Gli indizi che fanno temere il peggio non mancano. Qualche giorno fa i portavoce militari di Teheran hanno annunciato l’entrata in servizio di una bomba intelligente da circa 900 chili. I missili Shahab 4, entrati in produzione da tempo, continuano a venir perfezionati e sono in grado di trasportare testate sempre più potenti fino ai confini dello Stato ebraico. Per premunirsi i vertici politico militari di Israele hanno deciso di costruire un super bunker capace di proteggere il governo e i responsabili delle forze di sicurezza.
Non è un progetto da poco. Per rendersene conto basta alzare gli occhi alle montagne. La strada costruita per far passare gru, trivelle, attrezzi e lavoratori specializzati consente il transito di due grossi camion affiancati. Ma per capire la maestosità del progetto, spiegano i pochissimi che ci hanno buttato un occhio, bisogna entrarci. «Là dentro è immenso, sembra di stare in un film, t’incute paura e soggezione soprattutto se pensi che da lì sarà possibile controllare l’intero Paese – ha raccontato a Yediot Ahronot, il più diffuso quotidiano israeliano – un esponente del governo reduce da una visita al sito.
L’enorme cellula di roccia, acciaio e cemento capace di preservare i vertici dello Stato ebraico e risparmiarli dall’inverno nucleare costerà oltre 200 milioni di euro e non verrà terminata prima di quattro anni. In caso di attacco nucleare il primo ministro non dovrà neppure preoccuparsi di salire in macchina o in elicottero. Pochi secondi dopo l’allarme verrà sospinto nei tunnel blindati scavati sotto gli uffici del governo e sotto la residenza di Gerusalemme e scortato al bunker atomico.
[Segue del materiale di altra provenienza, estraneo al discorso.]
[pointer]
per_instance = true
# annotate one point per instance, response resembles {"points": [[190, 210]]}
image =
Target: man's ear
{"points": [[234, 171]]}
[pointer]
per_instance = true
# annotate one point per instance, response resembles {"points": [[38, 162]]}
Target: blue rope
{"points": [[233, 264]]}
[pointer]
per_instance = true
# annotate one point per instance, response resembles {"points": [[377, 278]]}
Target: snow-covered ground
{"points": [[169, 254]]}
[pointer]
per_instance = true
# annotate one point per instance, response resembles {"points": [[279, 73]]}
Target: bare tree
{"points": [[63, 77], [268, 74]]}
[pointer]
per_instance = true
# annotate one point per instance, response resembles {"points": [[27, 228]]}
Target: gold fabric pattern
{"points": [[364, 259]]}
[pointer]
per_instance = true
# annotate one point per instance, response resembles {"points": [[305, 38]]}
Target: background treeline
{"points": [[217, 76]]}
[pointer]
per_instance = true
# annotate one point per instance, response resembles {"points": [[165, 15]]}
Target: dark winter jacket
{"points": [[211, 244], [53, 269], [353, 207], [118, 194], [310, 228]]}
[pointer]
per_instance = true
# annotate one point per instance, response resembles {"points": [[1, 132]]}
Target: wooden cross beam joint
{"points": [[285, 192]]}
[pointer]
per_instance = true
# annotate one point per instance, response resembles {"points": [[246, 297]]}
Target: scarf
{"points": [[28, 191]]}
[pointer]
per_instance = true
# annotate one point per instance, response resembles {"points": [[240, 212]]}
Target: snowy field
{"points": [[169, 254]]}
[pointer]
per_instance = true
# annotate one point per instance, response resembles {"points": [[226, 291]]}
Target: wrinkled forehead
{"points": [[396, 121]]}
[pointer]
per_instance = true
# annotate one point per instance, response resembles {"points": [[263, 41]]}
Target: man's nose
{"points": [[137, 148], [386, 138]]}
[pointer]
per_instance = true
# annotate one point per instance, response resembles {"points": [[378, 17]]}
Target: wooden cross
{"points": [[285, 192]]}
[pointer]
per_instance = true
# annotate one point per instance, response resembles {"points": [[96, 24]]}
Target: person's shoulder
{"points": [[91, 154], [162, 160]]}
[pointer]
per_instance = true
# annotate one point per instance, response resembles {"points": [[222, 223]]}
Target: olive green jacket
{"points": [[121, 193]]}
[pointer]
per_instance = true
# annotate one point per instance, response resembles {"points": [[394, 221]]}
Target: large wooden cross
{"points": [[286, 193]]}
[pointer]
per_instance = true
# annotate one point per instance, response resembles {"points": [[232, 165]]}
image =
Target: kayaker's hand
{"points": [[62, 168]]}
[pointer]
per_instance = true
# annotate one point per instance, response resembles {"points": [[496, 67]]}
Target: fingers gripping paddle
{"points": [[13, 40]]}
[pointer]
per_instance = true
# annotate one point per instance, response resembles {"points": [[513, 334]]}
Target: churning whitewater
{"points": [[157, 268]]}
Israele punta però a mantenere la massima segretezza sugli snodi interni della costruzione, sulla dislocazione delle sale e sulle varie misure di sicurezza capaci di garantire l’incolumità assoluta ai suoi ospiti.
La costruzione è stata affidata a quattro aziende leader a livello mondiale in quel tipo di fabbricati. Quando si è trattato di scegliere la manodopera il governo ha però imposto condizioni inderogabili. Chiunque abbia accesso al cantiere e ai progetti, dal primo architetto e ingegnere fino all’ultimo manovale, dev’essere di religione ebraica. I lavoratori assunti sono stati poi passati al vaglio da Mossad e Shin Bet per verificarne parametri d’affidabilità e credenziali di sicurezza.
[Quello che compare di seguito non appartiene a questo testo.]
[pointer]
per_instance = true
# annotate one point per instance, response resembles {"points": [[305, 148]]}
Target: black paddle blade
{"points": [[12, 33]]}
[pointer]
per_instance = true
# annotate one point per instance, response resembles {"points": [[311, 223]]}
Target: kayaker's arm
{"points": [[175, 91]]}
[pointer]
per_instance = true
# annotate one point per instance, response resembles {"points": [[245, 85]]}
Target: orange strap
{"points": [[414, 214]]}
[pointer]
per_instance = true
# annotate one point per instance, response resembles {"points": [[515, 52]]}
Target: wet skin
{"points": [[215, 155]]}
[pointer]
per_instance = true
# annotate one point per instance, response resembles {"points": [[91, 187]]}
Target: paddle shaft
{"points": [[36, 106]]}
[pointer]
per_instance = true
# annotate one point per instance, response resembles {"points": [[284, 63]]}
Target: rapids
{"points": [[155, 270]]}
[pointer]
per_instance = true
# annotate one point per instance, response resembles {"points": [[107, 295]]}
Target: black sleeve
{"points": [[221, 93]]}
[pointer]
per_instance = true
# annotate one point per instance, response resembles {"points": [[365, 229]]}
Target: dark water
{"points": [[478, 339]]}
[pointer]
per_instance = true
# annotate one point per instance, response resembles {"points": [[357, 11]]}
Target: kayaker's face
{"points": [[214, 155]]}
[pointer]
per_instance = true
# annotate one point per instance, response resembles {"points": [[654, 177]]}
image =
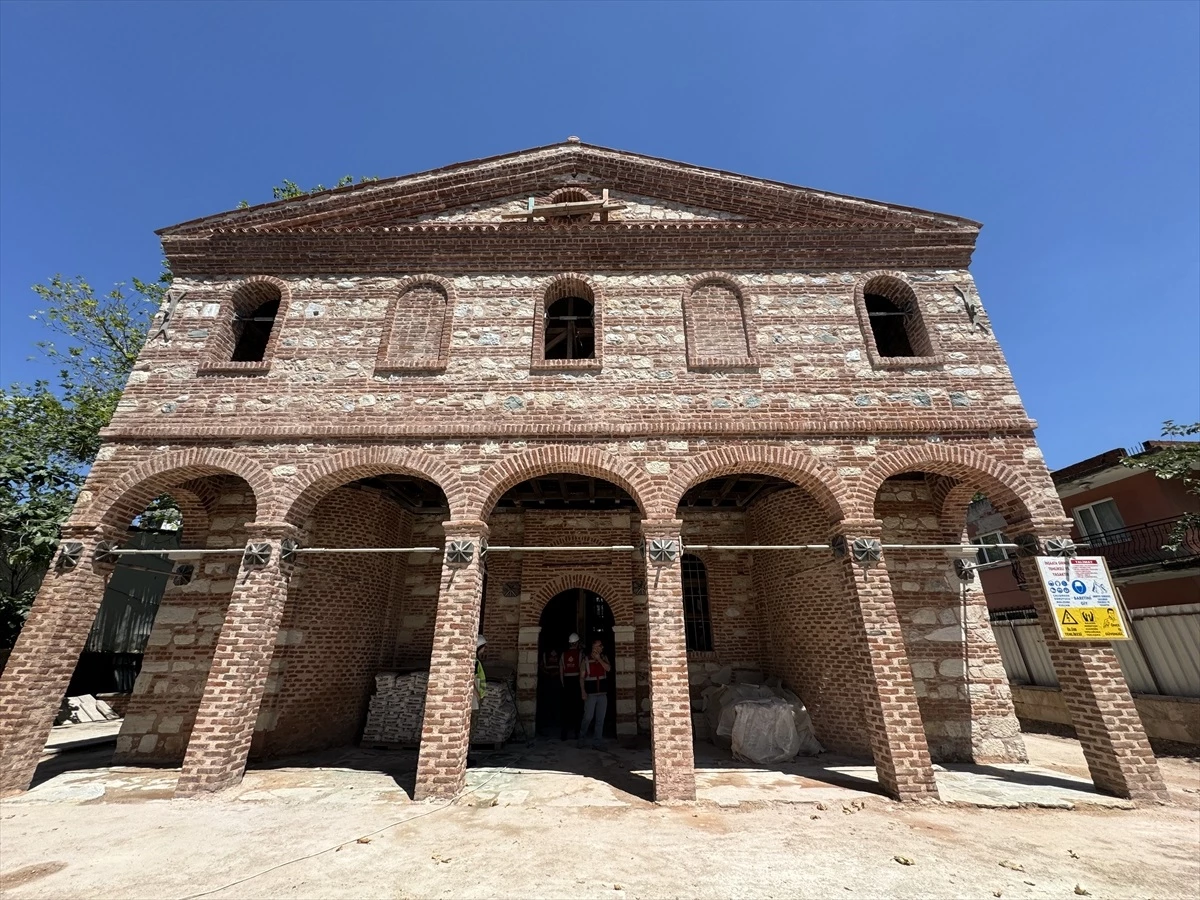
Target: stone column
{"points": [[527, 677], [893, 717], [233, 691], [445, 732], [46, 654], [675, 774], [627, 681], [1102, 709]]}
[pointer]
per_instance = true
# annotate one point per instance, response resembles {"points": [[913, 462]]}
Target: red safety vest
{"points": [[571, 663]]}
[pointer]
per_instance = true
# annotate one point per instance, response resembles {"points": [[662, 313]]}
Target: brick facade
{"points": [[731, 337]]}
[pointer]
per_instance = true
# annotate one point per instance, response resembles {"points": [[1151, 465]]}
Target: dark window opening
{"points": [[696, 622], [889, 325], [570, 329], [253, 331]]}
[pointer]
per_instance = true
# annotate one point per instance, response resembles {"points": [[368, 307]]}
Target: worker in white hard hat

A livello strategico il bunker viene considerato la risposta israeliana ai piani iraniani. La dottrina sembra la stessa della «guerra fredda», quando Urss e Usa facevano capire all’avversario di poter sopravvivere al primo attacco nucleare e rispondere con un colpo altrettanto devastante. In questo caso il secondo colpo di Israele sarebbe ben più che devastante e capace con ogni probabilità di incenerire l’avversario. Teheran per ora non sembra tirarsi dietro. La bomba intelligente, ultima creatura iraniana sul terreno della reciproca deterrenza, è stata battezzata Qased ovvero «messaggero».
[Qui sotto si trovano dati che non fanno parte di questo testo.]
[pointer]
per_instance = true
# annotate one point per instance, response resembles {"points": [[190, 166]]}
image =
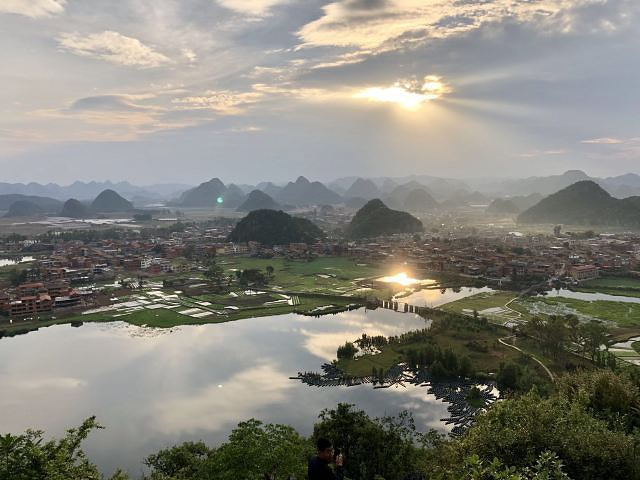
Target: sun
{"points": [[401, 279], [409, 94]]}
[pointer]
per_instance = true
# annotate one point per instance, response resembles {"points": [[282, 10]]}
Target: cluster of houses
{"points": [[63, 267]]}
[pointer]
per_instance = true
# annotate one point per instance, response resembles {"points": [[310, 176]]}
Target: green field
{"points": [[499, 307], [622, 286], [624, 314], [327, 275]]}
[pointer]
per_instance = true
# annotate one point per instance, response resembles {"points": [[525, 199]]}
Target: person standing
{"points": [[319, 465]]}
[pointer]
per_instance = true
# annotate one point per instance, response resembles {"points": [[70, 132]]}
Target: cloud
{"points": [[115, 102], [113, 47], [603, 141], [542, 153], [189, 54], [33, 8], [385, 25], [256, 8], [222, 101], [410, 94]]}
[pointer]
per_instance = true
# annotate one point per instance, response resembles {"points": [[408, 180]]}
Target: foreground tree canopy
{"points": [[587, 429]]}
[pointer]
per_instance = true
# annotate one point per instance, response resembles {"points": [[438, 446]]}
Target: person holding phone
{"points": [[319, 465]]}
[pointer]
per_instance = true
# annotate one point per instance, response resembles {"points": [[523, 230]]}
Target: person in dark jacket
{"points": [[319, 465]]}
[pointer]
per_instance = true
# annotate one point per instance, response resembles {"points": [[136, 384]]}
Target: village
{"points": [[69, 276]]}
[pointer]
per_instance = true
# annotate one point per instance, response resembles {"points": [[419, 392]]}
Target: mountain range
{"points": [[584, 203]]}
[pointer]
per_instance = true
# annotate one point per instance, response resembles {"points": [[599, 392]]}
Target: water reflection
{"points": [[197, 382], [430, 297], [590, 297]]}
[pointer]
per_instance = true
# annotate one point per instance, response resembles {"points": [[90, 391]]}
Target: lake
{"points": [[15, 260], [155, 388], [430, 297], [591, 297]]}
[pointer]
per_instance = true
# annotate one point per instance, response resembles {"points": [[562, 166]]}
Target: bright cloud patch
{"points": [[374, 25], [258, 8], [222, 101], [409, 94], [113, 47], [32, 8]]}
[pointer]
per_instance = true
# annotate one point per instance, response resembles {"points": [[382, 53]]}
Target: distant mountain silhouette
{"points": [[304, 192], [48, 205], [419, 201], [204, 195], [74, 209], [355, 202], [503, 206], [274, 227], [583, 203], [233, 196], [257, 200], [375, 218], [24, 208], [213, 193], [364, 189], [399, 194], [109, 201]]}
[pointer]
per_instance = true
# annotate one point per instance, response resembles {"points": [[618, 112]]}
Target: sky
{"points": [[155, 91]]}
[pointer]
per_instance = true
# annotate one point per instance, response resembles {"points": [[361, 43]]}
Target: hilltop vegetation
{"points": [[274, 227], [109, 201], [375, 218], [583, 203], [257, 200], [74, 209], [585, 430]]}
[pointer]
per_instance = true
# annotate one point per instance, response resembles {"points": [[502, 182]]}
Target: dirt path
{"points": [[502, 341]]}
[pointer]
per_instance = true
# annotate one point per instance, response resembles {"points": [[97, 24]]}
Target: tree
{"points": [[29, 456], [183, 461], [388, 448], [347, 351], [255, 450]]}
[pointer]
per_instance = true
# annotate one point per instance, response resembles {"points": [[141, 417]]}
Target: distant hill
{"points": [[233, 196], [364, 189], [399, 194], [375, 218], [527, 201], [420, 201], [109, 201], [355, 202], [74, 209], [24, 208], [213, 193], [304, 192], [583, 203], [204, 195], [48, 205], [461, 198], [257, 200], [88, 190], [274, 227], [502, 206]]}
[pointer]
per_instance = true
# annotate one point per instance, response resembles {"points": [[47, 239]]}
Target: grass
{"points": [[490, 300], [464, 341], [622, 286], [622, 313], [304, 276], [616, 282]]}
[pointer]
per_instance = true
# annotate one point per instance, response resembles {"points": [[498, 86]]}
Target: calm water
{"points": [[13, 261], [563, 292], [436, 297], [155, 388]]}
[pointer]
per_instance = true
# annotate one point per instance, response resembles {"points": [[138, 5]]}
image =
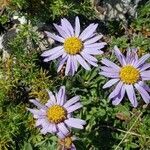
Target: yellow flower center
{"points": [[129, 74], [56, 114], [73, 45], [66, 142]]}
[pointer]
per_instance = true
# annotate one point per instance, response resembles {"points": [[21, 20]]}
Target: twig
{"points": [[131, 133], [128, 131]]}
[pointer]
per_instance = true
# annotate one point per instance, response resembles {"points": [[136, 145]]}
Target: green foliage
{"points": [[23, 75]]}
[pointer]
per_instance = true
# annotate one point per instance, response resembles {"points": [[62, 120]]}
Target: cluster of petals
{"points": [[113, 71], [62, 128]]}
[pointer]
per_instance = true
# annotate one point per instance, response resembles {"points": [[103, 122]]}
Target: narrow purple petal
{"points": [[51, 96], [95, 45], [71, 101], [93, 40], [131, 94], [144, 85], [61, 31], [142, 60], [38, 104], [68, 66], [69, 26], [109, 74], [145, 74], [52, 51], [87, 33], [74, 107], [110, 83], [62, 128], [77, 27], [61, 97], [144, 67], [119, 97], [75, 63], [110, 70], [110, 64], [143, 92], [61, 64], [88, 56], [93, 51], [65, 28], [54, 56], [61, 135], [55, 37], [73, 123], [83, 62], [116, 91], [119, 55]]}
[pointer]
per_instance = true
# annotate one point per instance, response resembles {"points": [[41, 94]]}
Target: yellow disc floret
{"points": [[73, 45], [129, 74], [66, 142], [56, 114]]}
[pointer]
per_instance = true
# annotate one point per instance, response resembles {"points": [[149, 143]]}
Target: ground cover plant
{"points": [[74, 75]]}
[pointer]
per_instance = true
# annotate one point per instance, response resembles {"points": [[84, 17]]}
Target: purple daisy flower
{"points": [[77, 47], [56, 115], [67, 142], [129, 76]]}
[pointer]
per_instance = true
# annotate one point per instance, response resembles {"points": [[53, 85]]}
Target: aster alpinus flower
{"points": [[66, 143], [56, 115], [130, 75], [77, 47]]}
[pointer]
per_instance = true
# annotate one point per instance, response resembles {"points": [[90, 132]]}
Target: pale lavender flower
{"points": [[77, 47], [131, 75], [56, 115], [67, 142]]}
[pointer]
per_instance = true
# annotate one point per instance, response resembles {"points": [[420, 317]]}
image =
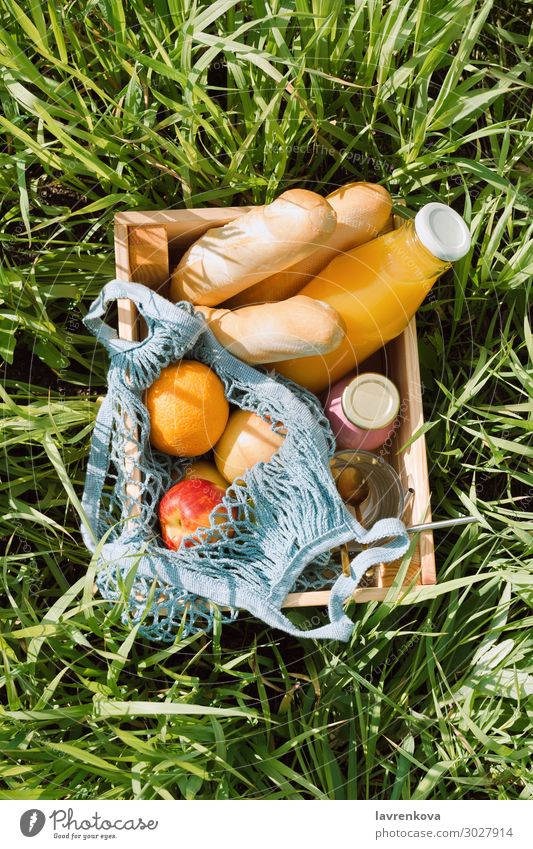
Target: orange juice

Il messaggio affidato alla testata lo ha illustrato il ministro della Difesa iraniano Mostafa Mohammad Najjar: «Soltanto un numero limitato di Paesi – ha detto – possiede la tecnologia necessaria per costruire e utilizzare una bomba a guida intelligente e noi siamo uno di quelli». L’Iran insomma si sente grande potenza, non teme rivali ed è pronto allo scontro persino con Israele.